By the 13th century, the Call was the largest in Catalonia. Medieval Barcelona was approximately 15% Jewish during its golden age, with most of the 4,000 Jews living in the Jewish quarter. Barcelona earned the reputation as a "city of sages" among the Jews. The Jews worked as doctors, scientists, merchants, and money lenders for Catalan aristocracy. As only Jews could legally lend money, Jews became the official financiers of Catalonia's sovereigns. Jews were officially property of the crown, and at the Fourth Lateran Council in 1215, papal instructions called for Jews to wear hoods and a red button sewn into their clothes to identify them. By 1268, King James I removed the requirement that the Jews in aljama had to wear the badge.

===Pogroms and Inquisition (14th and 15th century)===
The Jews' situation in Barcelona worsened when Barcelona was hit by a run of famines beginning in 1333 and with the Black Death in 1348, which killed an estimated fifth of the city's population. Many blamed Jews, leading to an attack on the Jewish quarter in 1349.

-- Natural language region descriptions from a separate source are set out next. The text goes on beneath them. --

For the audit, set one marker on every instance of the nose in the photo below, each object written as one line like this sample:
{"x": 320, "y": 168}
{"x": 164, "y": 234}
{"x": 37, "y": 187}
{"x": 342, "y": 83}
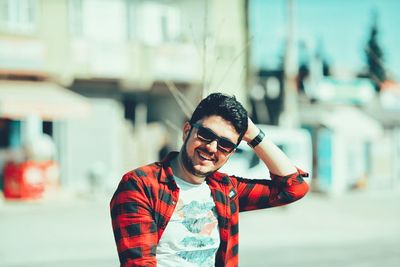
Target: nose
{"x": 212, "y": 146}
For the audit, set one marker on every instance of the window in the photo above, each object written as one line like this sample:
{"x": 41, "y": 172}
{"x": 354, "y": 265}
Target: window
{"x": 18, "y": 16}
{"x": 98, "y": 20}
{"x": 158, "y": 23}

The Jewish quarter was hurt badly during Antisemitic mob violence on the quarter by a mob as part of the pogroms of 1391 across Spain. From the outbreak of violence on 5 August through 10 August, approximately 300 Jews were killed.

During the Spanish Inquisition, the Jewish population in Barcelona was all but decimated. King Ferdinand ordered that the size of synagogues be no larger than the smallest Christian church.

==21st century==
In the center of the Jewish quarter is the Ancient Synagogue, also called the Sinagoga Major, one of the oldest synagogues in Europe.
The synagogue is thought to have existed in some shape or form since the 5th century. During the 1990s, the synagogue was restored and reopened to the public in 2003.

==Jewish community of Barcelona==
An estimated 3,500 Jews reside in Barcelona in the 21st century, making it the largest concentration of Jews in Spain.